The laid-back position, also called biological nurturing, involves reclining at a 45-degree angle with your baby lying tummy-down on your chest. It works with your baby’s natural instincts, is calming for both of you, supports skin-to-skin contact, and helps newborns latch using primitive feeding reflexes like rooting and suckling. Evidence suggests humans evolved to breastfeed this way. It is especially helpful for strong let-down, oversupply, and sleepy or uninterested newborns who need gentle encouragement to engage.
Is it okay to use different breastfeeding positions at different feeds?
Absolutely. In fact, it is encouraged. There are many ways to position yourself while breastfeeding. What is most important is what works for you, so try all positions until you and your baby are comfortable. You may even use different positions for each feeding. Rotating positions also helps prevent clogged milk ducts by ensuring different milk ducts are drained at different angles throughout the day, which is one of the most effective, non-pharmaceutical strategies for preventing mastitis.
Final Takeaway
Here is the truth that most breastfeeding guides are too polite to say: the position that works best is not necessarily the one your nurse taught you, the one your mother-in-law swears by, or the one that looks prettiest in the Instagram photo. It is the position that lets your baby transfer milk effectively while you remain pain-free. Period.

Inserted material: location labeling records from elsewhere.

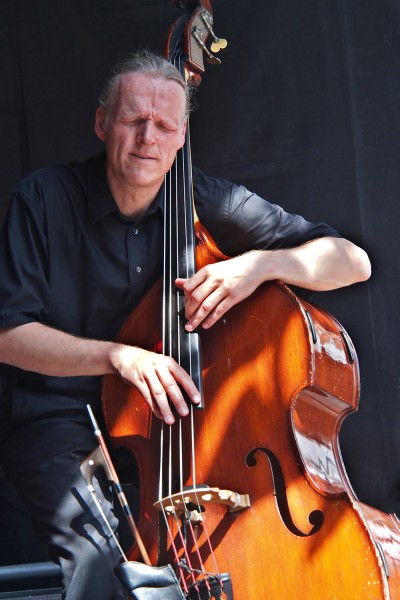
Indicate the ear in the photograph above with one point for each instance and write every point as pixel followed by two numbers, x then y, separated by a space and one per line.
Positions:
pixel 182 141
pixel 99 123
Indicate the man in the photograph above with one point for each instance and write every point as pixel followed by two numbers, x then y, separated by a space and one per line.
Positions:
pixel 81 245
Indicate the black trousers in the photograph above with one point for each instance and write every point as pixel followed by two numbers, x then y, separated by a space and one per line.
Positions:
pixel 43 460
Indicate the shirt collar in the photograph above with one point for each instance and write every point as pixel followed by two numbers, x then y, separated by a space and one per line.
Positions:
pixel 100 199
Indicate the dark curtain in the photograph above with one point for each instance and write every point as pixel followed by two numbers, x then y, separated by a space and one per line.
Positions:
pixel 304 110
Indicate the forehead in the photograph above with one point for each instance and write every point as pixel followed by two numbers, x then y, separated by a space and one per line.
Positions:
pixel 142 93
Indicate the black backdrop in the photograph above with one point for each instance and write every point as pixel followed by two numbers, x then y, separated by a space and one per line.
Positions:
pixel 304 110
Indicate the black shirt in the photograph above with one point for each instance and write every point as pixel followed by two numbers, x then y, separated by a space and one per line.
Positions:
pixel 70 260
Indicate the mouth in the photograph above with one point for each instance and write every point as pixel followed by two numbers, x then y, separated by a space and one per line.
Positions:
pixel 142 156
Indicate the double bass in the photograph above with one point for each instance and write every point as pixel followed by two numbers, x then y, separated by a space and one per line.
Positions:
pixel 247 496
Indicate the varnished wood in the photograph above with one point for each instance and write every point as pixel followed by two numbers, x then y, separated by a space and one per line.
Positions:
pixel 268 386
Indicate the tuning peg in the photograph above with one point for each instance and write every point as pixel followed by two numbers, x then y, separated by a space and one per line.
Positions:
pixel 198 36
pixel 218 43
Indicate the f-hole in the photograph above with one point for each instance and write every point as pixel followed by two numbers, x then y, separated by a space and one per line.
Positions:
pixel 315 518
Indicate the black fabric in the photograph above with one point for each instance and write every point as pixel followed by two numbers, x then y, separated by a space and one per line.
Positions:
pixel 71 261
pixel 149 583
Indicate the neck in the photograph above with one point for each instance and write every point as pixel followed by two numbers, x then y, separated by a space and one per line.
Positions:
pixel 133 201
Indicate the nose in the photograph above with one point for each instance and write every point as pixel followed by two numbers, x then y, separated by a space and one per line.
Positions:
pixel 146 133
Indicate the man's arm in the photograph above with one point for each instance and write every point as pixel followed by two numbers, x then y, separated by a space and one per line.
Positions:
pixel 36 347
pixel 323 264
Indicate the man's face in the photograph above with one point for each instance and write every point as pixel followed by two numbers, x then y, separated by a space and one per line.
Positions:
pixel 143 130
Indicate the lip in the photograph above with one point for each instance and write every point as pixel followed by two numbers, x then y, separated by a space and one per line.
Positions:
pixel 142 156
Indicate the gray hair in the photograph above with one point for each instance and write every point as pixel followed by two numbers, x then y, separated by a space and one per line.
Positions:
pixel 148 63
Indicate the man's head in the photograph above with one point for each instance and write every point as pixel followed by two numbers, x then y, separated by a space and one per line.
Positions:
pixel 142 120
pixel 149 64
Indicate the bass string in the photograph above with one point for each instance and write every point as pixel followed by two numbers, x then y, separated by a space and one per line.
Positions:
pixel 178 243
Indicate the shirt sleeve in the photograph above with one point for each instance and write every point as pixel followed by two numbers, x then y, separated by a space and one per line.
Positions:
pixel 240 220
pixel 24 291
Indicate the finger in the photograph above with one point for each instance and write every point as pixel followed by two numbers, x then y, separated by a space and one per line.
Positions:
pixel 214 303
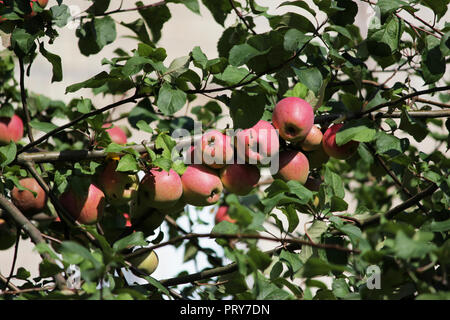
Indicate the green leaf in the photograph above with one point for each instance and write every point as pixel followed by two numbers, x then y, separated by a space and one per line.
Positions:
pixel 295 39
pixel 406 248
pixel 142 125
pixel 292 20
pixel 155 17
pixel 134 239
pixel 7 154
pixel 433 61
pixel 190 4
pixel 385 41
pixel 334 181
pixel 55 60
pixel 240 54
pixel 170 100
pixel 42 126
pixel 127 163
pixel 246 109
pixel 356 130
pixel 310 77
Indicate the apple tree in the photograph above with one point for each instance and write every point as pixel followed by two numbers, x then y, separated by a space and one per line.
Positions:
pixel 354 200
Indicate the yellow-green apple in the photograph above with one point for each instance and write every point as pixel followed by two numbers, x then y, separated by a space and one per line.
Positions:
pixel 215 149
pixel 293 117
pixel 293 166
pixel 116 134
pixel 11 129
pixel 160 189
pixel 222 215
pixel 8 235
pixel 332 149
pixel 239 179
pixel 146 262
pixel 312 140
pixel 86 207
pixel 25 200
pixel 258 143
pixel 317 157
pixel 201 185
pixel 119 187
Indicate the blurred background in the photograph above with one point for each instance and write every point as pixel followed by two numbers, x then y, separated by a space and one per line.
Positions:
pixel 180 35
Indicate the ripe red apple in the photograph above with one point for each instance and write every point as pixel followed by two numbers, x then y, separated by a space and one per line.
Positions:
pixel 240 179
pixel 257 143
pixel 332 149
pixel 146 262
pixel 293 166
pixel 201 185
pixel 216 149
pixel 119 187
pixel 222 215
pixel 312 140
pixel 294 118
pixel 86 208
pixel 116 134
pixel 160 189
pixel 11 129
pixel 25 201
pixel 8 235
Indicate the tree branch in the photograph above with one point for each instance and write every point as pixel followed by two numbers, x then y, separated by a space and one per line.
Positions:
pixel 32 231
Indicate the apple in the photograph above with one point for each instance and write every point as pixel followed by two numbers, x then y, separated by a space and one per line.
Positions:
pixel 332 149
pixel 293 166
pixel 116 134
pixel 86 208
pixel 215 149
pixel 11 129
pixel 313 184
pixel 25 200
pixel 201 185
pixel 146 262
pixel 160 189
pixel 144 218
pixel 119 187
pixel 240 179
pixel 294 118
pixel 8 235
pixel 222 215
pixel 312 140
pixel 257 143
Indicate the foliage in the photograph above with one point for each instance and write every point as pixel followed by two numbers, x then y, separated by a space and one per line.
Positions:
pixel 329 64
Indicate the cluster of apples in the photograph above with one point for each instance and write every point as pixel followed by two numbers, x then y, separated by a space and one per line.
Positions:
pixel 41 3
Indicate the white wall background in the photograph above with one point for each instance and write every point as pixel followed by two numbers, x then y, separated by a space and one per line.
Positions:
pixel 184 31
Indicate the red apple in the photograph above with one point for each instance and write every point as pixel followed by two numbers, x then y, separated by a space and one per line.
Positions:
pixel 222 215
pixel 160 189
pixel 216 149
pixel 312 140
pixel 201 185
pixel 119 187
pixel 240 179
pixel 25 201
pixel 86 208
pixel 294 118
pixel 11 129
pixel 293 166
pixel 116 134
pixel 258 143
pixel 332 149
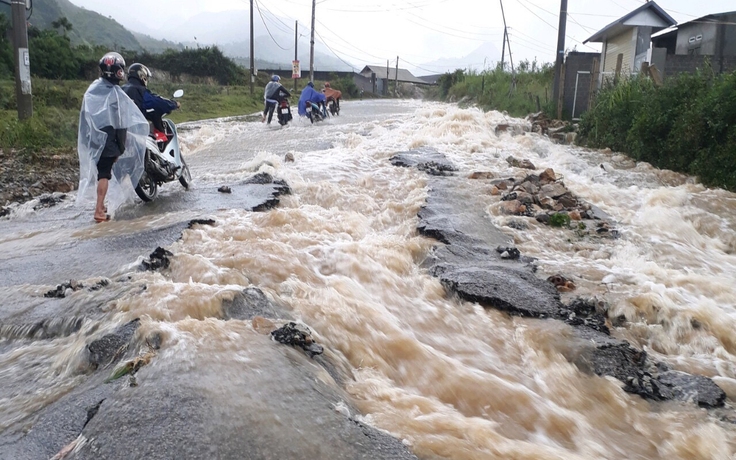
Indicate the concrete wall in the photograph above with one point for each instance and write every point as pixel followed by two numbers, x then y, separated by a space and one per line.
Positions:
pixel 727 35
pixel 706 45
pixel 677 63
pixel 622 44
pixel 575 62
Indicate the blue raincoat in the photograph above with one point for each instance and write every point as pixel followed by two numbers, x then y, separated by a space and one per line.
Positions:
pixel 311 95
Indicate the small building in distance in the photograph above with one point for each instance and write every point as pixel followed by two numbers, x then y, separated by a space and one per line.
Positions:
pixel 630 36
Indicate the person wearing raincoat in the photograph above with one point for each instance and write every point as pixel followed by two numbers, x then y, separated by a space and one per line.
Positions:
pixel 332 95
pixel 111 140
pixel 311 96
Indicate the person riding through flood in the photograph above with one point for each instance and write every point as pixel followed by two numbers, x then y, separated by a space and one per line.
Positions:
pixel 272 95
pixel 332 95
pixel 111 140
pixel 151 104
pixel 314 97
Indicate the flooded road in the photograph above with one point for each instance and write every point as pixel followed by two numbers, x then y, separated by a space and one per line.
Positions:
pixel 342 255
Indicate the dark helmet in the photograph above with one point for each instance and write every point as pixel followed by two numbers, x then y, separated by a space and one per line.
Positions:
pixel 140 72
pixel 112 66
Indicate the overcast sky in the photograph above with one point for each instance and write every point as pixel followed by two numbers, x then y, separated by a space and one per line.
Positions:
pixel 418 31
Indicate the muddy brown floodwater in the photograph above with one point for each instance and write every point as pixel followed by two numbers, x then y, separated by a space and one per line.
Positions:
pixel 409 368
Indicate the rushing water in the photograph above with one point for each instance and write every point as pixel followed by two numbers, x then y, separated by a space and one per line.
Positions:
pixel 450 378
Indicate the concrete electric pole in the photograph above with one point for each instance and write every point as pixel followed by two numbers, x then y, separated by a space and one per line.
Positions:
pixel 396 79
pixel 311 46
pixel 252 54
pixel 508 43
pixel 22 60
pixel 560 52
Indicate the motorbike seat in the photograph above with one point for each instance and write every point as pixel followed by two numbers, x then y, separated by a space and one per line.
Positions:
pixel 160 136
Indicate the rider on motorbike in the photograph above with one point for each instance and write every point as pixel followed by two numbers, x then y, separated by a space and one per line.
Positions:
pixel 332 95
pixel 151 104
pixel 314 97
pixel 272 95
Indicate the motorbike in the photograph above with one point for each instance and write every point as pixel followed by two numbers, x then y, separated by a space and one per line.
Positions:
pixel 284 111
pixel 163 160
pixel 334 108
pixel 315 112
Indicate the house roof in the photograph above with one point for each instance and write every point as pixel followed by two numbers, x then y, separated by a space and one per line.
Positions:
pixel 716 17
pixel 431 79
pixel 630 20
pixel 404 75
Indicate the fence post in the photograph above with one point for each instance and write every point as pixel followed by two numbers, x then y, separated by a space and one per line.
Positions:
pixel 619 65
pixel 594 72
pixel 561 97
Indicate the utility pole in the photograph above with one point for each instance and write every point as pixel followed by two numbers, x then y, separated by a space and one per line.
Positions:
pixel 508 43
pixel 311 46
pixel 560 50
pixel 503 50
pixel 396 79
pixel 22 60
pixel 252 54
pixel 296 44
pixel 385 90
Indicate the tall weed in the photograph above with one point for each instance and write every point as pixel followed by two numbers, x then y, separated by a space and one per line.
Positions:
pixel 687 125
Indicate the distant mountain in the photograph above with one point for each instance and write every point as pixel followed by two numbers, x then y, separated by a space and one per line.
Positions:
pixel 274 48
pixel 89 27
pixel 487 54
pixel 230 32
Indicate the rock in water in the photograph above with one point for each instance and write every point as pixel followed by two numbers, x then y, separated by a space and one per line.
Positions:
pixel 158 259
pixel 297 336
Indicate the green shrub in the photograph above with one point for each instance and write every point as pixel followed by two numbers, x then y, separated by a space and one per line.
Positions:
pixel 687 125
pixel 492 89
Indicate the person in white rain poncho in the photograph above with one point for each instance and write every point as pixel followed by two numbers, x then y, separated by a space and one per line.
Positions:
pixel 111 141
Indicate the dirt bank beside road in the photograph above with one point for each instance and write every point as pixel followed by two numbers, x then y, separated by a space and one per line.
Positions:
pixel 24 175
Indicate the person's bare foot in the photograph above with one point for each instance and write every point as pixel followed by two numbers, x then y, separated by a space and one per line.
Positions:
pixel 102 218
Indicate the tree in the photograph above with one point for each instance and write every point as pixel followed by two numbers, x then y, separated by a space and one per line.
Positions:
pixel 7 66
pixel 62 23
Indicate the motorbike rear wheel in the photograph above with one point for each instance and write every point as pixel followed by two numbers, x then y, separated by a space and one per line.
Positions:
pixel 147 188
pixel 186 177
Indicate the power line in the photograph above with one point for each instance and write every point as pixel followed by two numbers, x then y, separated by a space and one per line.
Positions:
pixel 346 42
pixel 529 43
pixel 336 55
pixel 267 29
pixel 553 27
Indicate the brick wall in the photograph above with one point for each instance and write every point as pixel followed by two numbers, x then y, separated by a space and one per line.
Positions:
pixel 681 63
pixel 574 62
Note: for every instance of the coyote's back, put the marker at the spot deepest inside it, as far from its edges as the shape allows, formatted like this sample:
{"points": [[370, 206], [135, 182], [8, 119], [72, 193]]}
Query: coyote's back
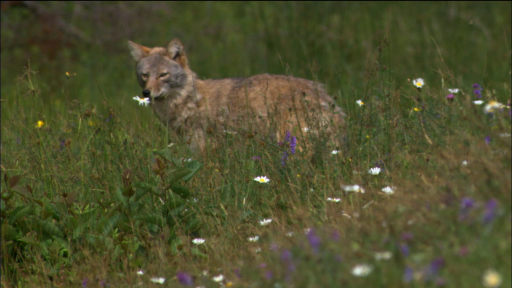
{"points": [[262, 103]]}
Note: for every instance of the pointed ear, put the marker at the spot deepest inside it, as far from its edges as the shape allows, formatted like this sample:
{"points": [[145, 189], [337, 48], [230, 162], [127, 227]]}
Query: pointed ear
{"points": [[138, 51], [177, 53]]}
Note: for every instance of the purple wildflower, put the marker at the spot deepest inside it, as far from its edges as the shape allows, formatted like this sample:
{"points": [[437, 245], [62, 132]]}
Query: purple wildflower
{"points": [[408, 274], [404, 249], [463, 251], [286, 256], [490, 211], [287, 137], [184, 279], [436, 265], [237, 273], [477, 90], [335, 236], [466, 204], [284, 158], [440, 281], [314, 240], [407, 236]]}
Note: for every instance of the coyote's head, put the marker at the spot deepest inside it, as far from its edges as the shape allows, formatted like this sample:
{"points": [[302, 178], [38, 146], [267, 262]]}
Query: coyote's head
{"points": [[160, 71]]}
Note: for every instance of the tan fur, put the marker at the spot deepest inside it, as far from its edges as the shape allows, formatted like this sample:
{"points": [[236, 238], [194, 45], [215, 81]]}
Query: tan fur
{"points": [[261, 103]]}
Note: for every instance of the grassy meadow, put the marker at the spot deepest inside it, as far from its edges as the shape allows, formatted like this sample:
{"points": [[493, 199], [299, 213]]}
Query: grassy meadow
{"points": [[96, 192]]}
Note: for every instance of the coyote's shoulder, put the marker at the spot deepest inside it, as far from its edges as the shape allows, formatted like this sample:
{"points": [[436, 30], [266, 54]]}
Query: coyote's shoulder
{"points": [[190, 106]]}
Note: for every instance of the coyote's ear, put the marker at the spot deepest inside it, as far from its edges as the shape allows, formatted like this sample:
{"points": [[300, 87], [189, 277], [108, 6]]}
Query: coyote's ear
{"points": [[138, 51], [177, 53]]}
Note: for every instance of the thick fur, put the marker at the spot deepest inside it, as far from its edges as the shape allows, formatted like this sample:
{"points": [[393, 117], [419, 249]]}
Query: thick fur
{"points": [[262, 103]]}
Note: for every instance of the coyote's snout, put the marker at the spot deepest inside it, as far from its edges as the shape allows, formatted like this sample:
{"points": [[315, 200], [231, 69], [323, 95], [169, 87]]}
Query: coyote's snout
{"points": [[262, 103]]}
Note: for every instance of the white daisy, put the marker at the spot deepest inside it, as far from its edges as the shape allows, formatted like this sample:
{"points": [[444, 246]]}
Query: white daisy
{"points": [[142, 101], [361, 270], [262, 179], [388, 190], [386, 255], [159, 280], [265, 222], [489, 108], [491, 278], [198, 241], [352, 188], [374, 171], [418, 83]]}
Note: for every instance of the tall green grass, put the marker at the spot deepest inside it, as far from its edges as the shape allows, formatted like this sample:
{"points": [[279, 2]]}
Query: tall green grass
{"points": [[97, 192]]}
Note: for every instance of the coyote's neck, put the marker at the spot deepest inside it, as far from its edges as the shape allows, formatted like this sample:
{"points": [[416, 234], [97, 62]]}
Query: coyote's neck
{"points": [[179, 110]]}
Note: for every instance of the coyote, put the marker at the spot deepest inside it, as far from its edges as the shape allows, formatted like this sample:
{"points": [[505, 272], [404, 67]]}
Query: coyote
{"points": [[265, 104]]}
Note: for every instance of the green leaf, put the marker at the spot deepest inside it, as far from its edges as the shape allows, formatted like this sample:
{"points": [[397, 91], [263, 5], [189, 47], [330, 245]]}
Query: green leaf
{"points": [[128, 192], [8, 233], [111, 223], [193, 226], [174, 201], [181, 190], [19, 212], [151, 218], [120, 198], [14, 181], [142, 189], [29, 240], [179, 174], [194, 167], [51, 228]]}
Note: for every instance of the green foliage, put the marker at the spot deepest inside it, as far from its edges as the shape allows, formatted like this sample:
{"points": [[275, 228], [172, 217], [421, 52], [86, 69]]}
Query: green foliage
{"points": [[90, 196]]}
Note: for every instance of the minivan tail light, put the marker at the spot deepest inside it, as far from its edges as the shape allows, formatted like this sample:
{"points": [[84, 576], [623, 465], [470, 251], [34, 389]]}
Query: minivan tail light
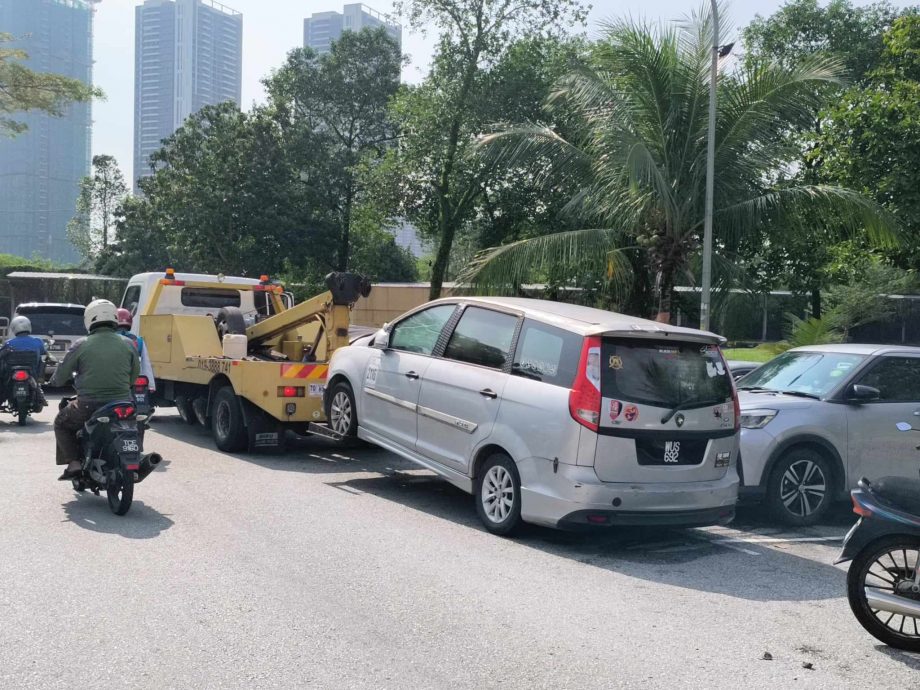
{"points": [[585, 396]]}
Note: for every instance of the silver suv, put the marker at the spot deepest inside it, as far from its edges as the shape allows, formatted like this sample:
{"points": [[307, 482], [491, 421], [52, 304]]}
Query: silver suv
{"points": [[549, 413], [816, 419]]}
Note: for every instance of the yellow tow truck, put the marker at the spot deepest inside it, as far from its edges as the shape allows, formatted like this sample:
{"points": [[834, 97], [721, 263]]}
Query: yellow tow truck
{"points": [[242, 359]]}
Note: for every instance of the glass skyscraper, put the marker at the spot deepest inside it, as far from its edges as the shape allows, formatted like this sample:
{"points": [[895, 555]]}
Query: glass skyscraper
{"points": [[322, 28], [188, 54], [40, 170]]}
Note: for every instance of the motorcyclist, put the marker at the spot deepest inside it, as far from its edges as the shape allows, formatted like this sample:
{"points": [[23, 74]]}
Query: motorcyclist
{"points": [[104, 366], [24, 341], [125, 320]]}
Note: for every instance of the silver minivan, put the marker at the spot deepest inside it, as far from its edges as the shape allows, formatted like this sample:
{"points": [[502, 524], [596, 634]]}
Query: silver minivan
{"points": [[549, 413]]}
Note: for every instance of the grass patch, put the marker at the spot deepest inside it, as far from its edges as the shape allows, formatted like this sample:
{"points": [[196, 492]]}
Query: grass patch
{"points": [[761, 353]]}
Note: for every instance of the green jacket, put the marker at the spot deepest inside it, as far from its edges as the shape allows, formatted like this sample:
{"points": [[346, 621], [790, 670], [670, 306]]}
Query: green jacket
{"points": [[103, 365]]}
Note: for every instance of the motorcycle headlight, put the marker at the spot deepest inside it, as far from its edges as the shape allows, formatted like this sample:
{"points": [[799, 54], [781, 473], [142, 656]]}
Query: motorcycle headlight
{"points": [[756, 419]]}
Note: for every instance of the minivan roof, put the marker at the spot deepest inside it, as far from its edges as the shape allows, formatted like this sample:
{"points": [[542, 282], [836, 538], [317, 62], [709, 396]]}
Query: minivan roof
{"points": [[588, 320], [201, 277]]}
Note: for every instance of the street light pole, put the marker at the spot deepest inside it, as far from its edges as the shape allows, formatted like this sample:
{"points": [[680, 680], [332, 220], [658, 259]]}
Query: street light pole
{"points": [[710, 173]]}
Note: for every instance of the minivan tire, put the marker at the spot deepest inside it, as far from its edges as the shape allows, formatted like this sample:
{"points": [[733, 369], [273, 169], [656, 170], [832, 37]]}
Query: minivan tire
{"points": [[227, 424], [804, 466], [499, 472]]}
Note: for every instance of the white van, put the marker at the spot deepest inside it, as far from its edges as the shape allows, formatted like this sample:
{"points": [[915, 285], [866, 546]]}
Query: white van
{"points": [[179, 299]]}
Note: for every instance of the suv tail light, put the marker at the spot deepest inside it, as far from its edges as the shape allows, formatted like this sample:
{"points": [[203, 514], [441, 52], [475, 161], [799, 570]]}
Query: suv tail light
{"points": [[585, 397], [124, 411]]}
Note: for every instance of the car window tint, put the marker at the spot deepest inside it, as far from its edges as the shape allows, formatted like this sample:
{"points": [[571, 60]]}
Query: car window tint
{"points": [[482, 337], [897, 379], [546, 353], [419, 332]]}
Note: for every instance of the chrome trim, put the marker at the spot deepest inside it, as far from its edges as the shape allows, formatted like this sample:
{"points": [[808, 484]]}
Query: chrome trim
{"points": [[450, 420], [390, 399]]}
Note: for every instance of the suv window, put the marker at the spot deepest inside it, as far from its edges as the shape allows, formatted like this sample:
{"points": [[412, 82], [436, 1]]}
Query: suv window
{"points": [[546, 353], [131, 299], [482, 337], [663, 373], [419, 332], [210, 298], [897, 378]]}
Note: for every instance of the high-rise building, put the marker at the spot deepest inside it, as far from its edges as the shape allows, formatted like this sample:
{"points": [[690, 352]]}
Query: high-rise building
{"points": [[187, 54], [40, 170], [321, 29]]}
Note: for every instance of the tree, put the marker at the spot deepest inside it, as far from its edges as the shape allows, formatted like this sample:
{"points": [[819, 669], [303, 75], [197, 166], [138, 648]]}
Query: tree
{"points": [[333, 113], [22, 89], [100, 197], [871, 141], [638, 153], [437, 119], [795, 251]]}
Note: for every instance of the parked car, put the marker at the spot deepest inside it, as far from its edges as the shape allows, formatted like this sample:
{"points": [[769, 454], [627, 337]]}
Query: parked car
{"points": [[549, 413], [816, 419], [59, 324], [740, 368]]}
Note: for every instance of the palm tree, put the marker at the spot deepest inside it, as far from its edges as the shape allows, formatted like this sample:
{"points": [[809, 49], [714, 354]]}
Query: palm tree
{"points": [[636, 113]]}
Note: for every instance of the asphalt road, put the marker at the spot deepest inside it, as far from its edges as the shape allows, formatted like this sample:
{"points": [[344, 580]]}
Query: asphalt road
{"points": [[327, 568]]}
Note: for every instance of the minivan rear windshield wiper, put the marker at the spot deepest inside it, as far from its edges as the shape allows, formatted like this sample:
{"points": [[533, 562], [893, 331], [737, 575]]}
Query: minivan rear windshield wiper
{"points": [[688, 404], [802, 394]]}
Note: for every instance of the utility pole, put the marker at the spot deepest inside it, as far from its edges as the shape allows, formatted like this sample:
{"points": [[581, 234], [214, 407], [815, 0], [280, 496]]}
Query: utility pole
{"points": [[710, 173]]}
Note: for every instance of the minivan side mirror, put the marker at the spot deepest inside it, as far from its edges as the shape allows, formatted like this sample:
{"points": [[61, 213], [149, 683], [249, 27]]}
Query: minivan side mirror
{"points": [[862, 393]]}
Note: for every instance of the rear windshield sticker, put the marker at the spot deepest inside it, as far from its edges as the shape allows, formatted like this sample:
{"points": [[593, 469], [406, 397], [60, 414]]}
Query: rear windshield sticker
{"points": [[631, 413], [593, 369]]}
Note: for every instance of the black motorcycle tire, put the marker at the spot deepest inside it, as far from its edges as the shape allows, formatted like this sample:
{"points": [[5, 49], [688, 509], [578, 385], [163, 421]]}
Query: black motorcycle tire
{"points": [[120, 493], [856, 578]]}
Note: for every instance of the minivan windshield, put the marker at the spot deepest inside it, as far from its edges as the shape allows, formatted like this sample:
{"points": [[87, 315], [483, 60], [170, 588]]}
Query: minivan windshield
{"points": [[814, 374], [64, 322], [663, 373]]}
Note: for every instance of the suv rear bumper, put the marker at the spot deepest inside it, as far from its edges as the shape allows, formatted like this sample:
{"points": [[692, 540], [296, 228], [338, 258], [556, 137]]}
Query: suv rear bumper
{"points": [[567, 496]]}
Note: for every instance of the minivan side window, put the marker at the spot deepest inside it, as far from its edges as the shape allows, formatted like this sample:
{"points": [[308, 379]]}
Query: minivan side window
{"points": [[897, 379], [131, 299], [419, 333], [483, 337], [546, 353]]}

If that is the football hold at 9 AM and side-lying at 2 AM, great. If you never use the cross-cradle again after reading this, also great. Your body, your baby, your rules. The research is clear. Multiple positions reduce nipple trauma, improve breast drainage, and give you options when one approach stops working. You do not need to master all six positions today. You need one that works right now. Start there. Let the rest come with time.
My Closing Remarks
I have watched mothers sob in lactation consultations, convinced their bodies were broken, when the only thing broken was the advice they had been given. Positioning is not a minor detail. It is the difference between a breastfeeding journey that ends in trauma after two weeks and one that stretches into months of confident, connected feeding. If you take nothing else from this article, take this: pain is information, not a requirement. Your baby needs a mother who is not dreading every feed far more than they need any specific hold. Trust your body enough to try something different tonight.